Ces catégories, déterminées par l’Union internationale de protection de la nature (UICN, organisme qui définit aussi les niveaux de menaces sur les espèces en danger), sont classées de 1 -« réserves intégrales » où quasiment aucune activité n’est permise- à 6 pour les « aires protégées pour l’utilisation durable des ressources naturelles ». Si le Pays, sous la mandature précédente, avait préféré la constitution d’une aire marine gérée, c’était d’abord pour signifier, à l’attention d’un secteur de la pêche inquiet, qu’il n’était pas question de mettre sous cloche la ZEE.
C’était aussi pour se laisser de la latitude dans « l’adaptation locale » du concept d’aire marine protégée (AMP), très régulé au niveau national et international. Aujourd’hui, Moetai Brotherson assure que l’AMG et l’AMP de catégorie 6 sont « iso-fonctionnelles ». « Ça, ça ne change rien à la vie des gens tels qu’ils la vivent aujourd’hui », seulement le statut international, et donc le potentiel d’accès à des financements, promis au développement après l’UNOC.
25 à 45% de la ZEE plus durement protégés
Dans un rapport d’observation ciblé sur Tainui Atea en 2022, la Chambre territoriale des comptes (CTC) avait salué les efforts effectués par le Pays et le conseil de gestion de la zone pour allier conservation et exploitation durable des ressources. Mais les magistrats recommandaient aussi de consolider le plan de gestion -un nouveau document a été publié l’année suivante, et court jusqu’à 2037- mieux définir la stratégie maritime du Pays, mieux l’articuler avec les stratégies nationales. La CTC poussait aussi à « délimiter, au sein de la ZEE de Polynésie française, des espaces protégés permettant le respect des engagements nationaux et internationaux de mise en œuvre des objectifs de développement durables » sur la vie aquatique.

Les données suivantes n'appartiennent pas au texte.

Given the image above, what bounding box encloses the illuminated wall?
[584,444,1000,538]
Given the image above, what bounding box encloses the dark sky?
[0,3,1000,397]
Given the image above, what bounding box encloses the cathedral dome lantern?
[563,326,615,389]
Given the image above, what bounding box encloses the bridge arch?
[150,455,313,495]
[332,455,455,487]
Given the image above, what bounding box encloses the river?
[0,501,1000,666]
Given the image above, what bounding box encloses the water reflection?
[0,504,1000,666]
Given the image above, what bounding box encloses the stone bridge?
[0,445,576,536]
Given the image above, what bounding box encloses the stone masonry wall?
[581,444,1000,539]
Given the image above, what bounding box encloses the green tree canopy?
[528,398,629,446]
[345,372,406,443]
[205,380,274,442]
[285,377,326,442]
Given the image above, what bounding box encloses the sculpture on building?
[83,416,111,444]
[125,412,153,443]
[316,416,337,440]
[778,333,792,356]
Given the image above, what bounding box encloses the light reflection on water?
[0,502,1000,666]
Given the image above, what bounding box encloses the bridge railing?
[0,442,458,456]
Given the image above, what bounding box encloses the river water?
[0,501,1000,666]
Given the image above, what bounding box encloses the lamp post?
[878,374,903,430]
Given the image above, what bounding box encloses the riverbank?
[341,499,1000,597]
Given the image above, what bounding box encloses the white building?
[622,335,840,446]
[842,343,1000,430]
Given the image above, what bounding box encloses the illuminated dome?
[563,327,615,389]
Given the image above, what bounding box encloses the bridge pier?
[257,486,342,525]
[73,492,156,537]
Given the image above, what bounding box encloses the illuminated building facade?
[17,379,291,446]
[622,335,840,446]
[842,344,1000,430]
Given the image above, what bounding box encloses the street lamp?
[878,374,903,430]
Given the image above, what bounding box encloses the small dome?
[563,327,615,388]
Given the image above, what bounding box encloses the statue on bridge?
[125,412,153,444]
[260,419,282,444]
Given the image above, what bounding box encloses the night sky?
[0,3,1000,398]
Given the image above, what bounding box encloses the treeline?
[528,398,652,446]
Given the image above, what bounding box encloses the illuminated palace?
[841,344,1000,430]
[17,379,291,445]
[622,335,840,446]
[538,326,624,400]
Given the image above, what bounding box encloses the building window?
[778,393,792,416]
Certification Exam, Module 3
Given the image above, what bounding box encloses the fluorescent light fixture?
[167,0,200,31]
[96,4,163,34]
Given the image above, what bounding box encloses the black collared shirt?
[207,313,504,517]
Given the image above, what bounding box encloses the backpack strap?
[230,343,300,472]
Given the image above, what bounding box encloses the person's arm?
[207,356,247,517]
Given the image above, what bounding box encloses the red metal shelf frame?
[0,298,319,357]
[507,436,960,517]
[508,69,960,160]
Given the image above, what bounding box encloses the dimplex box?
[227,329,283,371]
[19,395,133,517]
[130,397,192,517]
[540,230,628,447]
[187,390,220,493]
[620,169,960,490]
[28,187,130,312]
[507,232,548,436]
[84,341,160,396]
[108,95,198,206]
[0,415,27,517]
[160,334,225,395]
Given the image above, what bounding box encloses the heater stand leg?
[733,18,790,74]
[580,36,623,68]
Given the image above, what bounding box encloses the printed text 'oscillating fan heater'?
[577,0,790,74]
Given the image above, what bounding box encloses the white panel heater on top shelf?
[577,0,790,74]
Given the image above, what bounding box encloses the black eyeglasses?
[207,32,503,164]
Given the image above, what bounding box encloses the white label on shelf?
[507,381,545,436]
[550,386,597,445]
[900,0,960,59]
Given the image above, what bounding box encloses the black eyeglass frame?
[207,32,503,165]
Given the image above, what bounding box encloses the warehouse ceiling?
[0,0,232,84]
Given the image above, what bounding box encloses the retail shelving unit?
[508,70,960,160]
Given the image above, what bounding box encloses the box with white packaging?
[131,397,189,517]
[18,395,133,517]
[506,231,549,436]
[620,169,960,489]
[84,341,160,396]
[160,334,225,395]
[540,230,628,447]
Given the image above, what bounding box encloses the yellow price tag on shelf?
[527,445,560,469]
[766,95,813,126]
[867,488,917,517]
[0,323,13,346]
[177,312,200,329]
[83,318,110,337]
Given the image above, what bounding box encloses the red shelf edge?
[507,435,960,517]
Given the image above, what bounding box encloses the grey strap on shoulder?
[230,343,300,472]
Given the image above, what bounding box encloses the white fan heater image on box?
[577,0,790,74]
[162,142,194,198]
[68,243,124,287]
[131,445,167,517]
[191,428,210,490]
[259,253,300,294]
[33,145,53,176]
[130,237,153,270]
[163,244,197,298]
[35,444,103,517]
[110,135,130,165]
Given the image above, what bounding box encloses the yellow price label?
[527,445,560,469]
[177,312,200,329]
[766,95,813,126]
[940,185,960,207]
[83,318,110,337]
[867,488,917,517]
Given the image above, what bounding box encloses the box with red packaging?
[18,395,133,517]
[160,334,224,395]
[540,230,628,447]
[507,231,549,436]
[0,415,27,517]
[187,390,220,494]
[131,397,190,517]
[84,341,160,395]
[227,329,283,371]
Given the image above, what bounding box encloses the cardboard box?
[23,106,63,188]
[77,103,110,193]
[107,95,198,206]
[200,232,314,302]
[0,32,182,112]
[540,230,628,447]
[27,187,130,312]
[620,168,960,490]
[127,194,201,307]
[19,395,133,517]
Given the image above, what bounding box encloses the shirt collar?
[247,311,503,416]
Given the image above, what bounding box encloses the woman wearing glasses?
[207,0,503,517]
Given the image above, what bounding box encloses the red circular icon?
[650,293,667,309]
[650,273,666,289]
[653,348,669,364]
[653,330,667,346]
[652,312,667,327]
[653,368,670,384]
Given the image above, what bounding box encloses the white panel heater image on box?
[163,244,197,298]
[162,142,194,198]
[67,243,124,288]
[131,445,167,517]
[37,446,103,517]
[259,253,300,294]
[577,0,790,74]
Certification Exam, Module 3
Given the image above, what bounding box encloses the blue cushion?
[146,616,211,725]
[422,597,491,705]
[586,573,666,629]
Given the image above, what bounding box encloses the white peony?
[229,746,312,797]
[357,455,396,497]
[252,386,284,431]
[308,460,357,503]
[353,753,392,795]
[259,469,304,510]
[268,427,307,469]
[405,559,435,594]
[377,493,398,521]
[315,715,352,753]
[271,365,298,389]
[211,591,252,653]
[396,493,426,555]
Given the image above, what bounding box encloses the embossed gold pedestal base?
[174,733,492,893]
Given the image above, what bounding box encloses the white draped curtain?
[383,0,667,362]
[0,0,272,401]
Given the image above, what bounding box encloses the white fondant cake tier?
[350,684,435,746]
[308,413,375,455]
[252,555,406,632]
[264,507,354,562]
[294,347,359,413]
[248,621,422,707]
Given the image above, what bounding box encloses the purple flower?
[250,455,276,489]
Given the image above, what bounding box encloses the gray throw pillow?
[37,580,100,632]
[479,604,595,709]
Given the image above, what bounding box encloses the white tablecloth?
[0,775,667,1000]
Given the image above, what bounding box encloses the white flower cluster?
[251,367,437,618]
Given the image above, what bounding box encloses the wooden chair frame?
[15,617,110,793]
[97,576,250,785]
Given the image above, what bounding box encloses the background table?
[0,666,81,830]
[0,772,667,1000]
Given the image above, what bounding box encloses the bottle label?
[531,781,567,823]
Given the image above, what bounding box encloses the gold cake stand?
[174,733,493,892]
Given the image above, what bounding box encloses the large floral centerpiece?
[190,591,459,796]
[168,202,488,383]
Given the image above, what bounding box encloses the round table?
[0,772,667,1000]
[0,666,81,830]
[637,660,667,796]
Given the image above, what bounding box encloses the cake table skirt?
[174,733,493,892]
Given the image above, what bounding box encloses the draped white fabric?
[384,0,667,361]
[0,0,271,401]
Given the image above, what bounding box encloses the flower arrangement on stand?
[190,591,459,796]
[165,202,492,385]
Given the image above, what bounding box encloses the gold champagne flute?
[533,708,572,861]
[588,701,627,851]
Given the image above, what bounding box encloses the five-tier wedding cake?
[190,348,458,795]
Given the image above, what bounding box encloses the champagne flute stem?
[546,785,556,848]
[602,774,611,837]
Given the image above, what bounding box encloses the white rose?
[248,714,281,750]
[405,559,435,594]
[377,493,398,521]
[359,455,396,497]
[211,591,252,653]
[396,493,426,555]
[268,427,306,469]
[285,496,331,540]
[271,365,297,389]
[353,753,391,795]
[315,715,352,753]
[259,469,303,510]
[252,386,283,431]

C’est ce que compte faire Moetai Brotherson, cette fois plus prudent sur l’annonce qui sera faite devant le concert des Nations à Nice. « On ne fera pas l’annonce complète lors de l’UNOC, puisque nous attendons d’avoir fini les discussions avec nos armateurs et avec l’ensemble des parties prenantes, mais il s’agit de la possibilité d’avoir quatre zones d’aires marines protégées de classe 2, avec des zones où la pêche est interdite », détaille le président du Pays. « L’ensemble, quand on totalise ces quatre zones, pourrait atteindre entre 1,5 et 2,5 millions de kilomètres carrés d’aire marine protégée de classe 2 ».
La catégorie 2 d’aire marine protégée désigne les zones priorisant la « protection des écosystèmes », mais incluant des activités de « récréation et d’éducation ». Ce sont ce type de zone qui constituent généralement le cœur des parcs nationaux français. Une protection supplémentaire qui pourrait donc toucher 25 à 45% de la ZEE.
Un zonage déjà annoncé, mais pas concrétisé
Ce genre de zonage avait déjà été évoqué par le passé. Et fait même l’objet d’une grande annonce lors d’un rendez-vous international, début 2022. Édouard Fritch, qui participait alors en tant que président du Pays au « One Ocean Summit » de Brest avait déclaré sur scène, aux côtés d’Emmanuel Macron et se relayant au pupitre avec John Kerry, que la Polynésie allait « s’engager sur plus d’un million de kilomètres carré, plus de deux fois la superficie de la France de l’Hexagone ».
500 000 kilomètres carrés de « zonages côtiers » devaient être protégés avant la fin 2022 autour des Australes et des Marquises, avec interdiction des activités de pêche autre que la pêche artisanale et vivrière. « Cette protection côtière marque un retrait de 20% des zones de pêche professionnelle actuelles, et je vous rappelle qu’en Polynésie, la pêche professionnelle est réservée uniquement aux Polynésiens », précisait alors le président autonomiste.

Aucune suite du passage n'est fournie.